After pursuing the issue for over a decade, Summerhill Pyramid Winery, the most visited winery in the Okanagan, has been granted its food primary license for their onsite bistro. This allows the restaurant to serve alcoholic beverages other than just their own wine, offering greater flexibility to its guests. Summerhill plans to use its new license to offer BC made organic products from Pemberton Distillery, Crannog Ales, Nelson Brewery, and Rustic Roots Fruit Winery alongside their own wines and selected organic wines from around the world.
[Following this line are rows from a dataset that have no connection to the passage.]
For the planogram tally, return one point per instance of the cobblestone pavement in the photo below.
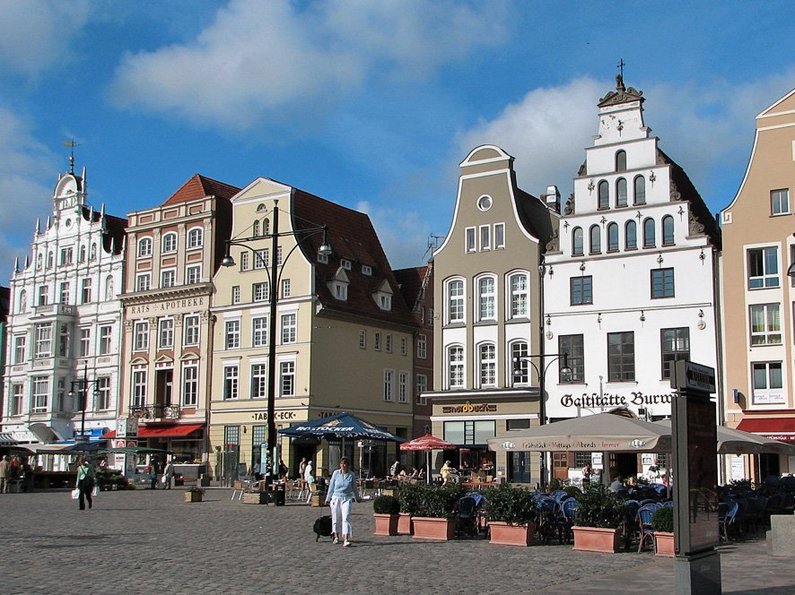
(146, 541)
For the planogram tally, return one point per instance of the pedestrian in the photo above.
(4, 465)
(85, 483)
(340, 495)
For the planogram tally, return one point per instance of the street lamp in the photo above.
(80, 387)
(541, 372)
(274, 276)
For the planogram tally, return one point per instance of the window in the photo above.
(259, 332)
(403, 387)
(455, 301)
(105, 339)
(140, 335)
(640, 190)
(662, 283)
(621, 192)
(193, 274)
(144, 247)
(43, 345)
(190, 326)
(576, 242)
(143, 281)
(604, 195)
(595, 236)
(195, 237)
(232, 334)
(168, 278)
(259, 381)
(230, 382)
(389, 380)
(102, 394)
(631, 235)
(169, 242)
(762, 268)
(765, 324)
(488, 365)
(768, 383)
(574, 346)
(165, 333)
(612, 237)
(674, 345)
(648, 233)
(40, 394)
(139, 388)
(581, 290)
(190, 385)
(455, 367)
(289, 328)
(620, 357)
(499, 236)
(486, 295)
(260, 292)
(422, 347)
(779, 202)
(621, 161)
(85, 341)
(287, 379)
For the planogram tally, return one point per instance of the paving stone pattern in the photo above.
(147, 541)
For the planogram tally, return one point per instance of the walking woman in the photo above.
(341, 493)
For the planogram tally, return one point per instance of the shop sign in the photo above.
(470, 408)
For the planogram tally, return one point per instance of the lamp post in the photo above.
(274, 277)
(541, 372)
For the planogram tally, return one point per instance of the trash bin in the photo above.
(280, 489)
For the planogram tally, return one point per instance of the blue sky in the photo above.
(371, 104)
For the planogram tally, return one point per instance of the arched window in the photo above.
(640, 190)
(668, 231)
(621, 161)
(648, 233)
(576, 241)
(631, 235)
(612, 237)
(604, 195)
(595, 234)
(621, 192)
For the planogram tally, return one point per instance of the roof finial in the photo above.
(71, 144)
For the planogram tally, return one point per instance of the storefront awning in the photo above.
(776, 428)
(164, 431)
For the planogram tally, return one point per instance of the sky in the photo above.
(371, 104)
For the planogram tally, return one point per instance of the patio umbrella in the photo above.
(428, 442)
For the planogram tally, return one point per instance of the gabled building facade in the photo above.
(65, 322)
(758, 303)
(487, 313)
(344, 336)
(630, 282)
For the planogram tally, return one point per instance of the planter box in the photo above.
(664, 544)
(404, 524)
(433, 528)
(505, 534)
(386, 524)
(593, 539)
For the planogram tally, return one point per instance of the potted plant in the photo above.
(436, 515)
(663, 524)
(409, 496)
(512, 515)
(386, 511)
(599, 514)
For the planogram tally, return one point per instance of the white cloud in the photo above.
(273, 58)
(37, 33)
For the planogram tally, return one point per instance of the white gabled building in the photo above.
(64, 322)
(630, 283)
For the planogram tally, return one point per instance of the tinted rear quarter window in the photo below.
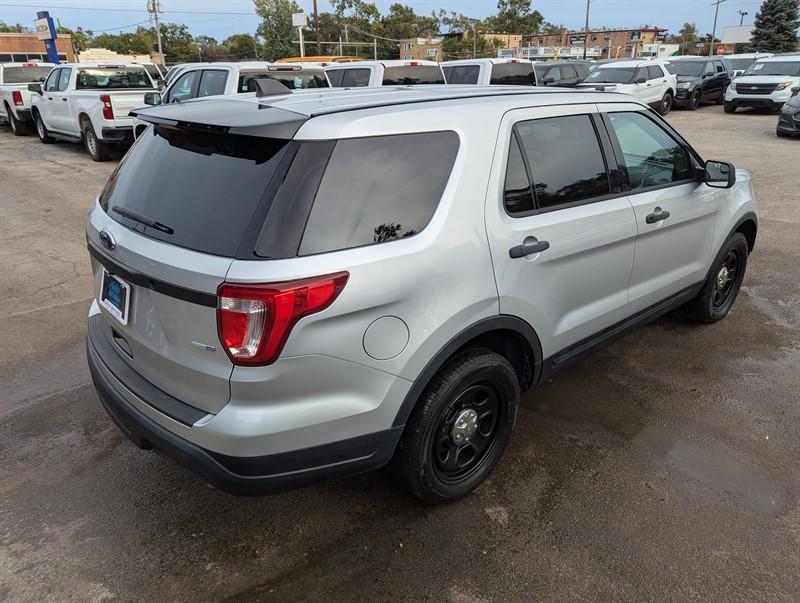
(204, 186)
(461, 74)
(410, 75)
(512, 74)
(379, 189)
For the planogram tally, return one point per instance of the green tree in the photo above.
(276, 27)
(775, 27)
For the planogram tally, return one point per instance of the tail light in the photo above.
(108, 110)
(254, 321)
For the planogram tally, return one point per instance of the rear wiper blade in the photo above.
(133, 215)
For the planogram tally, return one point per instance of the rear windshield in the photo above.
(512, 74)
(294, 80)
(203, 186)
(112, 78)
(412, 74)
(790, 68)
(461, 74)
(25, 75)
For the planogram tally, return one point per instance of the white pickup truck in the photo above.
(89, 103)
(15, 98)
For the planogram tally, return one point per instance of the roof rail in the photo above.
(268, 87)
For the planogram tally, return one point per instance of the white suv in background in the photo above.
(766, 84)
(484, 72)
(649, 81)
(384, 73)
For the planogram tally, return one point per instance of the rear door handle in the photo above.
(657, 215)
(520, 251)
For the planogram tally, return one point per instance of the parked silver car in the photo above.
(298, 286)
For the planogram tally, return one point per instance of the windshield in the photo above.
(108, 78)
(791, 68)
(294, 80)
(612, 75)
(690, 68)
(204, 186)
(412, 74)
(25, 75)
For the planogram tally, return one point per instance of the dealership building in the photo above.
(23, 47)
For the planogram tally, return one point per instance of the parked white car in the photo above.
(89, 103)
(384, 73)
(15, 98)
(484, 72)
(649, 81)
(766, 84)
(213, 79)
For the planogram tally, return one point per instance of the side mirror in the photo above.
(720, 174)
(152, 98)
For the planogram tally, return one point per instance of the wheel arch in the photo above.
(509, 336)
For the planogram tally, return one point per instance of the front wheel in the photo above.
(719, 292)
(666, 104)
(459, 428)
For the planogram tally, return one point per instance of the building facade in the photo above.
(22, 47)
(614, 43)
(421, 49)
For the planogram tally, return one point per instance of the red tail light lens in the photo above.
(108, 110)
(254, 321)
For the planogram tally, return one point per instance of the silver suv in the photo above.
(298, 286)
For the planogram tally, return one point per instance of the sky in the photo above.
(206, 16)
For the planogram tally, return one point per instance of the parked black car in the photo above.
(700, 80)
(789, 121)
(561, 73)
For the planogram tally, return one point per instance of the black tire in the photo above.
(18, 128)
(666, 104)
(41, 129)
(429, 460)
(695, 101)
(716, 297)
(98, 150)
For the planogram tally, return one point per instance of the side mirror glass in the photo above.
(152, 98)
(720, 174)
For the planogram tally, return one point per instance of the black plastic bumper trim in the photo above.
(245, 476)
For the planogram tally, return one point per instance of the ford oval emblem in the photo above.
(108, 240)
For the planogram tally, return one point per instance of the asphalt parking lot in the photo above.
(665, 467)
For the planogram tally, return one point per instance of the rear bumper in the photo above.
(236, 475)
(118, 135)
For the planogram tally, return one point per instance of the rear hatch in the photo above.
(162, 237)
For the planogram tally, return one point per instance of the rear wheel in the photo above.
(99, 151)
(666, 104)
(722, 285)
(41, 129)
(459, 428)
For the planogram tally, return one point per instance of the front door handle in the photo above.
(657, 215)
(520, 251)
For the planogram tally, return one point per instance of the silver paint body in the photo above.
(604, 264)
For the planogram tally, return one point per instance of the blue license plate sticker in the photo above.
(115, 296)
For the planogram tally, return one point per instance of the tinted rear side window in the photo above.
(204, 186)
(461, 74)
(379, 189)
(410, 75)
(513, 74)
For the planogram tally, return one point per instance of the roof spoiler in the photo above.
(268, 87)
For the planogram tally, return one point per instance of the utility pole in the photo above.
(714, 29)
(154, 7)
(586, 30)
(316, 29)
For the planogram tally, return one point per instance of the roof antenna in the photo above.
(268, 87)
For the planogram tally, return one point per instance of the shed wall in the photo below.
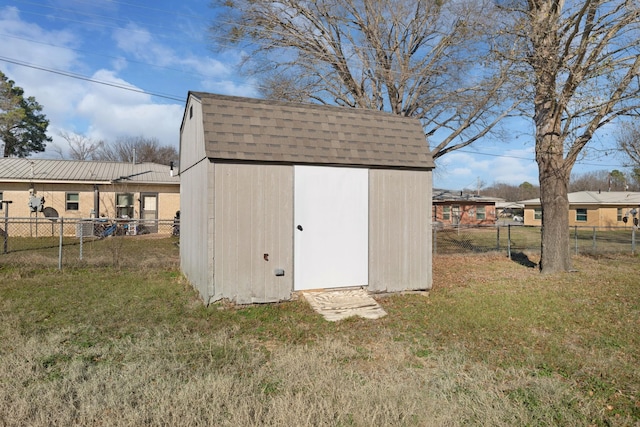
(192, 135)
(254, 217)
(399, 230)
(196, 220)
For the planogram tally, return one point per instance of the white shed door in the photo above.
(331, 215)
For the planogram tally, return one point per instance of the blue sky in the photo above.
(57, 50)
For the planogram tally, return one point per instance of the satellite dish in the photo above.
(50, 213)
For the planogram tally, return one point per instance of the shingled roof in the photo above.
(244, 129)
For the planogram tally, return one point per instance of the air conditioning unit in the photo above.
(85, 229)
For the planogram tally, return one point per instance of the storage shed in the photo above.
(280, 197)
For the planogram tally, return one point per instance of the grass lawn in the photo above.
(494, 343)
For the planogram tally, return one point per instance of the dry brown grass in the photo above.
(494, 343)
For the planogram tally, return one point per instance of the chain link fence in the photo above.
(101, 241)
(512, 238)
(104, 241)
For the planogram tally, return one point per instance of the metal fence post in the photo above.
(60, 247)
(6, 204)
(435, 239)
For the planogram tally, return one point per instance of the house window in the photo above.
(73, 201)
(446, 213)
(537, 213)
(124, 205)
(581, 215)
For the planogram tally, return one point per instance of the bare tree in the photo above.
(629, 143)
(584, 58)
(81, 147)
(138, 149)
(433, 60)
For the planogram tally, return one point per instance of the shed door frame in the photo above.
(331, 227)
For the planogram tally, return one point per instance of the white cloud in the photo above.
(462, 169)
(101, 111)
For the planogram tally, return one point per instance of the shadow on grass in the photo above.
(523, 259)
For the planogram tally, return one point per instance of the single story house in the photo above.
(279, 197)
(461, 208)
(592, 208)
(88, 189)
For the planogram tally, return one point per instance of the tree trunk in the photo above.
(555, 252)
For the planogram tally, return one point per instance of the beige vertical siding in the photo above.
(192, 135)
(254, 216)
(196, 215)
(399, 230)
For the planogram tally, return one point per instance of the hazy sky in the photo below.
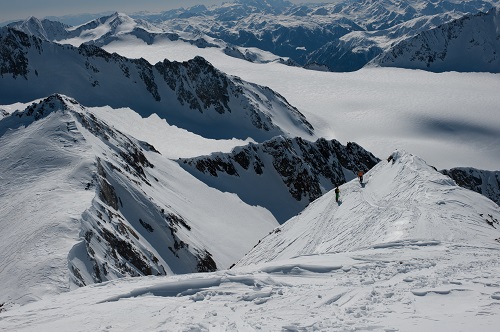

This licensing change also enables the winery to provide a greater spectrum of beverage choices for weddings and other catered events. Previously, Summerhill’s guests have had to apply for Special Occasion licenses from BC Liquor Stores in order to serve beer and spirits at special functions held at the winery. It is Summerhill’s objective to showcase locally-made and organically-produced products alongside food sourced from dedicated organic BC farmers, including Summerhill’s own half-acre culinary permaculture garden, which provides the kitchen with a wide spectrum of biodynamic heirloom vegetables, herbs and berries.
In order to achieve this unprecedented move forward, the Agricultural Land Commission (ALC) has granted the winery a ‘Non-Farm Use’ exemption to the ALC Act, to which most BC wineries are subject. It should be noted that this exemption does not constitute an overall shift in the mandate of the ALC, which prohibits commercial activities that are not ancillary to agriculture on the Agricultural Land Reserve (ALR). In a progressive move, Summerhill has offered to include 0.2ha of land not currently within the ALR in order to support the Non-Farm Use allowance.
This is not the first time Summerhill has acted as a leader in this arena. In 1997, Summerhill was granted one of BC’s first ‘J’ licenses, which allowed them to provide food service during lunch only. Prior to this, the outdated liquor laws would not allow seats at the tasting bar, or even crackers served as palate cleansers. The ‘J’ license was a new precedent that founder Stephen Cipes worked tirelessly to attain. It was this license that became the template for the ‘Winery Lounge Endorsement’ that currently allows numerous wineries in the Okanagan Valley to operate onsite food service.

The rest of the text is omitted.